My solution is based on the insight that in a sorted array, if `a[start]+r >= a[end]`

, then `a[start+1]+r`

is, too. Provided that `start <= end`

.

So if I start at the beginning of the array with `start = end = 0`

and move the `end`

index forward until `a[0]+r < a[end]`

, I’ve found my first “longest subrange.” Then, I increment `start`

. At this point, I know that the values `a[1]`

through `a[end-1]`

satisfy the conditions. They have to because the array is sorted, meaning that `a[1] >= a[0]`

.

*I don’t have to check the values between* `a[1]`

and `a[end-1]`

to see if they’re in the new subrange. I already know that they are.

The algorithm does a single pass through the array, incrementing `end`

until `a[start]+r < a[end]`

, then incrementing `start`

until `a[start]+r >= a[end]`

.

The result is that the algorithm never makes more than `2*n`

comparisons, where n is the number of items in the array. The actual number of comparisons will be approximately `(2*n)-length`

, where `length`

is the length of the longest run. The algorithm also uses constant extra space regardless of the size of the array or the value of `r`

.

Here’s the code in C#.

```
int FindRange(int[] a, int r, out int length)
{
int start = 0;
int maxIndex = 0;
int matchLength = 0;
length = 0;
for (int end = 0; end < a.Length; ++end)
{
if (a[end] > a[start] + r)
{
matchLength = end - start;
if (matchLength > length)
{
length = matchLength;
maxIndex = start;
}
// move forward until within range
do
{
++start;
} while (a[end] > a[start] + r);
}
}
// Final check, from a[start] to end of array
matchLength = a.Length - start;
if (matchLength > length)
{
length = matchLength;
maxIndex = start;
}
return maxIndex;
}
```

This problem is somewhat similar to the Maximum subarray problem from Jon Bentley’s Programming Pearls, which I read and worked through the puzzles almost 20 years ago. Although I didn’t recognize it as such at the time, I suspect that the time I spent solving that problem (and other puzzles) back then helped me to solve this one in just a few minutes. The disturbing thing, though, is that I at first said that the algorithm was O(n^{2}) in the worst case. I had to clean up the code before I realized that it was O(n). Weird.
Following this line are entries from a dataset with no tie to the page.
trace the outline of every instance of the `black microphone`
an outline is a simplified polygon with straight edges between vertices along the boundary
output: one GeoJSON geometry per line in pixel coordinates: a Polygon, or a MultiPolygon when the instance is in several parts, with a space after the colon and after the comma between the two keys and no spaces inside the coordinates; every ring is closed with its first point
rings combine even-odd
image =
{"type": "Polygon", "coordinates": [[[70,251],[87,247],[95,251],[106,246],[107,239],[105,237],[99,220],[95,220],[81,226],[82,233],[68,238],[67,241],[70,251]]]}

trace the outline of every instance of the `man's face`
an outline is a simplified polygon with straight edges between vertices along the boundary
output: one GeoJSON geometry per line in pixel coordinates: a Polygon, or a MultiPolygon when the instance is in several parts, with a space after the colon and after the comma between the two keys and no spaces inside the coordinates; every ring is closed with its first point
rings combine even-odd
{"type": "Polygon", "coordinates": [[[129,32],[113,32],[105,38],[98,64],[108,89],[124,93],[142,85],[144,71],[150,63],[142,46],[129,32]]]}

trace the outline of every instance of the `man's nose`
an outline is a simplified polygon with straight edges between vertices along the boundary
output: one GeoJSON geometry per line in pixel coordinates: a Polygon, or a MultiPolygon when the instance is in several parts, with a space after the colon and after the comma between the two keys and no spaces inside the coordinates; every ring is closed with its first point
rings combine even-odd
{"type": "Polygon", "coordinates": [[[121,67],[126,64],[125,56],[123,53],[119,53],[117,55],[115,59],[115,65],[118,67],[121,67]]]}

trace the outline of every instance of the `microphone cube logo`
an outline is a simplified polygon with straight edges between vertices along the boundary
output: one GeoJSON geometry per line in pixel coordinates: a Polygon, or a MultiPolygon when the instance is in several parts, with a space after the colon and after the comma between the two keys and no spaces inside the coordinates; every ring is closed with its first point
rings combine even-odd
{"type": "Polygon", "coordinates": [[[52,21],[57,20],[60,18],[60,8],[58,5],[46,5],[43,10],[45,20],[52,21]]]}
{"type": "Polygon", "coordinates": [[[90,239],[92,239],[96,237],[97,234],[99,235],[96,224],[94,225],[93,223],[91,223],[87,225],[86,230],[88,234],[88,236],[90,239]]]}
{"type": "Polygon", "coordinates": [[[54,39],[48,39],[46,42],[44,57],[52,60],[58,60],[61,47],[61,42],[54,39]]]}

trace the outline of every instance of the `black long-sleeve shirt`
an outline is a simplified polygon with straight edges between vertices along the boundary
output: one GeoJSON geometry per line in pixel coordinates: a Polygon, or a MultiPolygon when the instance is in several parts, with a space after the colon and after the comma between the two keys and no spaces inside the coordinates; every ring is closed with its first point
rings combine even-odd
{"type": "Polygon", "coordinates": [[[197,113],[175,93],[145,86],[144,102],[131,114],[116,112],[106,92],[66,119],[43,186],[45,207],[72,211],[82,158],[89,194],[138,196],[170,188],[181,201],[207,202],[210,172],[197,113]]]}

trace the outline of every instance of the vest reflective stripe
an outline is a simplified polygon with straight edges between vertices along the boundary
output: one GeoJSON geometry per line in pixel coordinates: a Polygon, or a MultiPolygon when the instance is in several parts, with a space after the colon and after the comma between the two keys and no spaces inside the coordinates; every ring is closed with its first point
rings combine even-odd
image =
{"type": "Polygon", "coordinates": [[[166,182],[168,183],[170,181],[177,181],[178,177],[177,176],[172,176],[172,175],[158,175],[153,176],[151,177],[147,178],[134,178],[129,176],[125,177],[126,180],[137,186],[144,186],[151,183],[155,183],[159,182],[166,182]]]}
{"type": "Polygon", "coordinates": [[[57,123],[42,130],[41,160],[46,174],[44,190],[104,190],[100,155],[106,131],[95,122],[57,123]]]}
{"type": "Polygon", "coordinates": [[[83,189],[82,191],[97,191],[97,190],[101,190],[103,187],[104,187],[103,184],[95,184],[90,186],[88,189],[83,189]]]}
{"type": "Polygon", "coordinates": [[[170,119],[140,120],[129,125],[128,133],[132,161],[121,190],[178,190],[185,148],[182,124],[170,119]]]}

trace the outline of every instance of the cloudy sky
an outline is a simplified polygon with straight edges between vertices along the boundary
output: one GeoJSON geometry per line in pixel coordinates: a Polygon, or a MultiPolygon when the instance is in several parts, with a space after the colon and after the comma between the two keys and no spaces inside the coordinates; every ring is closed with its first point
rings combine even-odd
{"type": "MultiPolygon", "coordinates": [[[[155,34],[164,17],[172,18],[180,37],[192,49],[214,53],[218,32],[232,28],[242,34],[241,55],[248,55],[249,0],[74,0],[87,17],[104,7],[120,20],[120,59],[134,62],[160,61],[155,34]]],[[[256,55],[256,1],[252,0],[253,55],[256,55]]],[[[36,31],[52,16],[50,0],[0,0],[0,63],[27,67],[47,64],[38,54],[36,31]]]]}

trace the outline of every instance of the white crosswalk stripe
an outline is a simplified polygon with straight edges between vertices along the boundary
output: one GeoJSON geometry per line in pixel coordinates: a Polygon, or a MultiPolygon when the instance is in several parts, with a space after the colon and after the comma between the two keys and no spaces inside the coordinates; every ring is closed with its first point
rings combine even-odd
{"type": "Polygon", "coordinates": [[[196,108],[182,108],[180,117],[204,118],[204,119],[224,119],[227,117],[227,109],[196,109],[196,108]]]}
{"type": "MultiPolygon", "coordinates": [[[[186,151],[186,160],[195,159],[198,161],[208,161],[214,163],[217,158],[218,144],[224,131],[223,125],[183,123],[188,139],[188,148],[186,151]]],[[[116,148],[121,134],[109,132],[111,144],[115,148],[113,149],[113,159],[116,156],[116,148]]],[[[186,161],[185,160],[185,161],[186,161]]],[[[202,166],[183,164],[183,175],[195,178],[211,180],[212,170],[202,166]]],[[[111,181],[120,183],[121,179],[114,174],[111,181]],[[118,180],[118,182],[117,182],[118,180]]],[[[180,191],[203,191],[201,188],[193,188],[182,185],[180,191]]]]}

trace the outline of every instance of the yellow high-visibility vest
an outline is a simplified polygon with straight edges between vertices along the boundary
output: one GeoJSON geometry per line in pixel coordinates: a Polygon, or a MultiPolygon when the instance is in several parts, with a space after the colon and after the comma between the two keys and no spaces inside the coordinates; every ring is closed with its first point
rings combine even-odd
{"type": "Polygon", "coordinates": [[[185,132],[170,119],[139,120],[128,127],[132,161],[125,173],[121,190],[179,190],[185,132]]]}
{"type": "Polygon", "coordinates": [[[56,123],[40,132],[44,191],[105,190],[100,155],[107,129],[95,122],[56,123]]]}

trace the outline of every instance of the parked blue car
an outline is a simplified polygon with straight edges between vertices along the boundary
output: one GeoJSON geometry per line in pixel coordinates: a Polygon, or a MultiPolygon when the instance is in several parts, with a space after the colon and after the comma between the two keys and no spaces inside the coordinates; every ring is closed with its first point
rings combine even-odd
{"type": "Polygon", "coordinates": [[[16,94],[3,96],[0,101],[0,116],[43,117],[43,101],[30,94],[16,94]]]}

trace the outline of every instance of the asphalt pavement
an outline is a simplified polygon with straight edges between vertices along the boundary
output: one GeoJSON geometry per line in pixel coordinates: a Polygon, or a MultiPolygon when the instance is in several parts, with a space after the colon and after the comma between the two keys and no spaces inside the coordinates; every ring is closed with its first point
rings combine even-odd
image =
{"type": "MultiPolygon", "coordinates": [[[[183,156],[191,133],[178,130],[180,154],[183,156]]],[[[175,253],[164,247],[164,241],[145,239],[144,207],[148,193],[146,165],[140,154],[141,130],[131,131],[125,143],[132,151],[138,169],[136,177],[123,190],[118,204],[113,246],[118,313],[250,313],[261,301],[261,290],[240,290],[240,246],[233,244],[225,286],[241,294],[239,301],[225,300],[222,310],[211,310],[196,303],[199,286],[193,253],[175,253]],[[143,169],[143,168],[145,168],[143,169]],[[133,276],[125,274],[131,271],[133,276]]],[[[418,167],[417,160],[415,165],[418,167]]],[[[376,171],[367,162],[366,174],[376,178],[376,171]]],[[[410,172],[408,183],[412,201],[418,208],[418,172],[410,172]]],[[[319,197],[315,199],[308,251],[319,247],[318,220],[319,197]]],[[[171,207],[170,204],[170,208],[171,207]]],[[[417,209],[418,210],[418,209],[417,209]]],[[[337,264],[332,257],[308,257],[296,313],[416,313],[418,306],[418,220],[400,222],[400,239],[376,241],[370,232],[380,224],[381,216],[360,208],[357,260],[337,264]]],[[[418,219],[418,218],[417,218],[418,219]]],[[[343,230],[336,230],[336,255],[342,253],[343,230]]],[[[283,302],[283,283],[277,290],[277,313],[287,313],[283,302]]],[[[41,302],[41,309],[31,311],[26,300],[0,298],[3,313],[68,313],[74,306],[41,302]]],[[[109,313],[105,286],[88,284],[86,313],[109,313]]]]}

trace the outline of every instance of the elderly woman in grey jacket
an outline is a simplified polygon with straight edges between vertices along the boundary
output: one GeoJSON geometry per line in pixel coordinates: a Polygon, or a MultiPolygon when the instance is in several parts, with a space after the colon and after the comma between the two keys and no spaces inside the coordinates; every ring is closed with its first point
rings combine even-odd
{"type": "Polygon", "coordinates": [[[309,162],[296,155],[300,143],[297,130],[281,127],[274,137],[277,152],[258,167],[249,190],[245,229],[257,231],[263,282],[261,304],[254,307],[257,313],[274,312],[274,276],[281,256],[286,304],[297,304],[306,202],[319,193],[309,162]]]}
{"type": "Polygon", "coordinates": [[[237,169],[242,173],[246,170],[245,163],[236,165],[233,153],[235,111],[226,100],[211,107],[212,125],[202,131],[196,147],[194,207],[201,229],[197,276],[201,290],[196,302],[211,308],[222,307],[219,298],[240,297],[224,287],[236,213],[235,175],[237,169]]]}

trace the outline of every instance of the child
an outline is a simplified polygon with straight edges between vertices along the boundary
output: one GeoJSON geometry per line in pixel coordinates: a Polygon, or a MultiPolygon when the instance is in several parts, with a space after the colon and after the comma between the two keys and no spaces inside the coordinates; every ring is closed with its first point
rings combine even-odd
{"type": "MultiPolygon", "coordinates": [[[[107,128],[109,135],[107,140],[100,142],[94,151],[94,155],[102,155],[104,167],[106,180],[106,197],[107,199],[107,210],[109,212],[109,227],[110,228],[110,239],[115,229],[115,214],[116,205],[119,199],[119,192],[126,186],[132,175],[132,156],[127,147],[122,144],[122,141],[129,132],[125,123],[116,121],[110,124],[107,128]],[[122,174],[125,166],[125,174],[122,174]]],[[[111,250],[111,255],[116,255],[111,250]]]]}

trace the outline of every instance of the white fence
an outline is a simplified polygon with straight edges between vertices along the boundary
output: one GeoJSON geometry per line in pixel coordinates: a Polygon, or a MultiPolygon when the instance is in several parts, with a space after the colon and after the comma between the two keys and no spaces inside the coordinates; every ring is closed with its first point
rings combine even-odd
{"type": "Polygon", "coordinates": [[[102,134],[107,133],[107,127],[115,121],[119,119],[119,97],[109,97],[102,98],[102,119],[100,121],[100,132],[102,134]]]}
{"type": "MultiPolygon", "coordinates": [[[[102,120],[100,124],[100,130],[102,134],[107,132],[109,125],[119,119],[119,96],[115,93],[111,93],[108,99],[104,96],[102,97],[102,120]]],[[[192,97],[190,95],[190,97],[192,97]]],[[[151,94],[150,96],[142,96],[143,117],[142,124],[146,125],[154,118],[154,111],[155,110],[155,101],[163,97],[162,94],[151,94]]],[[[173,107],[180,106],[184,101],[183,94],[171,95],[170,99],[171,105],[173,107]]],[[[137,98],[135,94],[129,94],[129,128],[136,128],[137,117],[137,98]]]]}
One might ask why I spend time on these puzzles. There are several answers. First, I find them interesting. Some people like Sudoku, crossword puzzles, and chess. I like algorithm puzzles. They help me relax and they also sharpen my skills. And some of the puzzles are real-world problems. Many times in my career I’ve used some of the techniques learned from doing these puzzles to drastically reduce the running time of a critical application.